Improving and “teching-out” prosthetics could be one of the keys to creating a bionic future. Artificial hands and arms could one day be as good as (or even better than) the flesh and bone ones most of us are born with. But existing prosthetic technology is still lacking, especially when it comes to the fine movements required to manipulate today’s digital technology.
The device allows people with prosthetics to manipulate a digital cursor using a current technology called myoelectric prostheses, or Myo. That tech takes advantage of the “phantom hand” phenomenon by capturing signals being sent to the muscles of a missing hand, determining what movement the wearer is attempting to make, and commanding the prosthetic to act accordingly.

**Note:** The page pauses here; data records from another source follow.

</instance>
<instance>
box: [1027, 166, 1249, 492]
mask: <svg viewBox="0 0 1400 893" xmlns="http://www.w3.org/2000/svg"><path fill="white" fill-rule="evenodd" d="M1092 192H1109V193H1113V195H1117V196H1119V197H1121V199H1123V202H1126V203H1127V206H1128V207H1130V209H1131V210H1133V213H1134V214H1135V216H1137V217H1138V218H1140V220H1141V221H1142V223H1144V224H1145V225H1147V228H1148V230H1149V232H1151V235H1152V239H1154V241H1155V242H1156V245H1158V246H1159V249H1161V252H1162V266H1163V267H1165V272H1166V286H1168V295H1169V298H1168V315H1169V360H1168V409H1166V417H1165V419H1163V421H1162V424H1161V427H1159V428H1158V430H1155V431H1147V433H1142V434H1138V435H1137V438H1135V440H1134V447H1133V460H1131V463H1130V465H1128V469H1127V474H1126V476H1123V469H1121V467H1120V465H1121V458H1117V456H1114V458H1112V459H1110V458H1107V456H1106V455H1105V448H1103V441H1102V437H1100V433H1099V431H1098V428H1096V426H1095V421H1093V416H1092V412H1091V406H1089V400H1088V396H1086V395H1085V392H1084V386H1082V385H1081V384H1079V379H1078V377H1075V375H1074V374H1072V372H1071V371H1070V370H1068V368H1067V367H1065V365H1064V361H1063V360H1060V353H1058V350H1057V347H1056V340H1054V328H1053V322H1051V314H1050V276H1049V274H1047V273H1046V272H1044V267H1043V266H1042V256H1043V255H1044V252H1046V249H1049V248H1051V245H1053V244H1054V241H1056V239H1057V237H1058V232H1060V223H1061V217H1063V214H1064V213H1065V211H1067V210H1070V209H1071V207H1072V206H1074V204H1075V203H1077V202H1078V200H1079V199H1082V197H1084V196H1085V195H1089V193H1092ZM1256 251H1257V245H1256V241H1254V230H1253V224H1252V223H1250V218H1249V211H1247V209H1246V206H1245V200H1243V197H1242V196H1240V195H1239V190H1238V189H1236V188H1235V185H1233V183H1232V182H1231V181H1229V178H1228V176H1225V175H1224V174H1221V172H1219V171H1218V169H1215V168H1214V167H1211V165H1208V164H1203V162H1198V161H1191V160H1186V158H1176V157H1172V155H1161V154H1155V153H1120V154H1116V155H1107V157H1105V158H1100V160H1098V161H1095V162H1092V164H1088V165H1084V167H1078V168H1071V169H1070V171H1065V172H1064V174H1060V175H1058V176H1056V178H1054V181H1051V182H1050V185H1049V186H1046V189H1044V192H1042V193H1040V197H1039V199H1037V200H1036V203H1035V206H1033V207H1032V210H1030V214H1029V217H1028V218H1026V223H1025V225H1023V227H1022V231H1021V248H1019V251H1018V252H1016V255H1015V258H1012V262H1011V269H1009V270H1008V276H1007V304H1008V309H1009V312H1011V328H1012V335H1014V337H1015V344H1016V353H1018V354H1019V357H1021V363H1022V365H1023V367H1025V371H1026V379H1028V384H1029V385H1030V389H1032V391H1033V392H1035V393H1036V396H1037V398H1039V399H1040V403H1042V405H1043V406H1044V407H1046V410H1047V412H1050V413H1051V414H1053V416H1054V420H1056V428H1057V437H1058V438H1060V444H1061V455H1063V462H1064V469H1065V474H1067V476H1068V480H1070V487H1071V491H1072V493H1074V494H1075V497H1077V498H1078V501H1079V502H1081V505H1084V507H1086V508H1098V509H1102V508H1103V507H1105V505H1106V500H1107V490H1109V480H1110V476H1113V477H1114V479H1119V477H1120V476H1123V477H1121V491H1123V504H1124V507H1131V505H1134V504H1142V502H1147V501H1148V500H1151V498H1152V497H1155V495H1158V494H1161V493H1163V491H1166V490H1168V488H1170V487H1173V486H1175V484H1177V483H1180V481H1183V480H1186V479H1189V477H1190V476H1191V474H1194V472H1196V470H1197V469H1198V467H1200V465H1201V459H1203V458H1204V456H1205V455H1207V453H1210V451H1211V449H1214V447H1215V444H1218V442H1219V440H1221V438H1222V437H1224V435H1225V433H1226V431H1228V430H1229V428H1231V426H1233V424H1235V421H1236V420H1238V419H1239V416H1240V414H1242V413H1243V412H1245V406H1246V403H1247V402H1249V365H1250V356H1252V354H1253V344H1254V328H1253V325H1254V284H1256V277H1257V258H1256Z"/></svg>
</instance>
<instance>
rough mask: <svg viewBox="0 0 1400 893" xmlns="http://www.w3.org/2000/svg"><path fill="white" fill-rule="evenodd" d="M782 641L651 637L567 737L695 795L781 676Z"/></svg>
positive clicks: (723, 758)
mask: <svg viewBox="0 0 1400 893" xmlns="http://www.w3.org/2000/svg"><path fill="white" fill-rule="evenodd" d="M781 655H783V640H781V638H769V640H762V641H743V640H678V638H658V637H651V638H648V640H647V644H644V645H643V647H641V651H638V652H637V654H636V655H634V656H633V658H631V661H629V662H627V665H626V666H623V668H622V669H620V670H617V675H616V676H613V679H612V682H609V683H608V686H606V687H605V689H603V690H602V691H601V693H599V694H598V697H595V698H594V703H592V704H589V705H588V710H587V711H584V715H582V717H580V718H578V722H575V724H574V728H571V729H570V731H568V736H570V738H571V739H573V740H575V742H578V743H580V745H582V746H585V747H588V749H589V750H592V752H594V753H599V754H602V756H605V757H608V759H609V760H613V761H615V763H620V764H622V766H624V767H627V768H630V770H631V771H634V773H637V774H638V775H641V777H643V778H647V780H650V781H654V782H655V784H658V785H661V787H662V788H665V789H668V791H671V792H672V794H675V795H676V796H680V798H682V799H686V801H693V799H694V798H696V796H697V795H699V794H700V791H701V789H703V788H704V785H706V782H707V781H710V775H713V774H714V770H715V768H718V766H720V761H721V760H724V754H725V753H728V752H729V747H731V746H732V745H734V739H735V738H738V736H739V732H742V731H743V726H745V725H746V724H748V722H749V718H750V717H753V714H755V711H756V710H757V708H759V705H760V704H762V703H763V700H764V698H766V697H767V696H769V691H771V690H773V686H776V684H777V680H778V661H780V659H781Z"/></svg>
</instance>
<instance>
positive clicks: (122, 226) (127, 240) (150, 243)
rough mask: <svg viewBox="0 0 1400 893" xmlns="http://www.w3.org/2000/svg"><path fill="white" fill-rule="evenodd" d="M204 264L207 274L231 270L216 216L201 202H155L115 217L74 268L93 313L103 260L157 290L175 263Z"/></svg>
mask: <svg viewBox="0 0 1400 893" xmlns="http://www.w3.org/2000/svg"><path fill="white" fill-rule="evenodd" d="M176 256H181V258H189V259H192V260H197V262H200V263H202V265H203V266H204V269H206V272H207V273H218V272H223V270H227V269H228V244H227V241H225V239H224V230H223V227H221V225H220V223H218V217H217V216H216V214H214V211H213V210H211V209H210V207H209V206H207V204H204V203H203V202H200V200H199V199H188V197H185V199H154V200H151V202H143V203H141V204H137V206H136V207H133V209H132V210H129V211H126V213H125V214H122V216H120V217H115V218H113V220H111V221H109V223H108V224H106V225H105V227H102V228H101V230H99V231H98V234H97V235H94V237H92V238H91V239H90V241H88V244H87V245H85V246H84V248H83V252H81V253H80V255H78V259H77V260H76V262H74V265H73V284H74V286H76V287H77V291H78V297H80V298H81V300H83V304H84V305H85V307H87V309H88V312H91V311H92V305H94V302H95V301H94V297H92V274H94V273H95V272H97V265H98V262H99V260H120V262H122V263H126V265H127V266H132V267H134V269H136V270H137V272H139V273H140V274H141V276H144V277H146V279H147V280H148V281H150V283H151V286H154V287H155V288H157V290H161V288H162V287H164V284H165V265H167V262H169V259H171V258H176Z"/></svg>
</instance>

This same principle is at work in Shortcut. The wearable device consists of a small circuitboard, an optic sensor, Bluetooth, and a battery. When the user moves the watch-like device around over a desk or table, the optic sensor moves the cursor on the screen, just like a regular mouse would. The Myo technology can then interpret the wearer’s attempted gestures into digital actions. For example, attempting to pinch together the thumb and index finger results in a click of the mouse, pinching the thumb and middle finger right clicks, and so on.
This development would allow people with disabilities to more easily work with laptops, computers, and the like. Even if a person was desk-bound, they could still work in an office setting, literally transforming the day-to-day lives of many PWDs.
Even more than that, though, this new device offers just one more example of how technology is completely reshaping how we interact with the world. Similar to how cellphones changed how we communicate, the tech behind Shortcut could revolutionize a major aspect of society: the way we manipulate the digital world. Will computer mice be the landlines of the future? Only time will tell.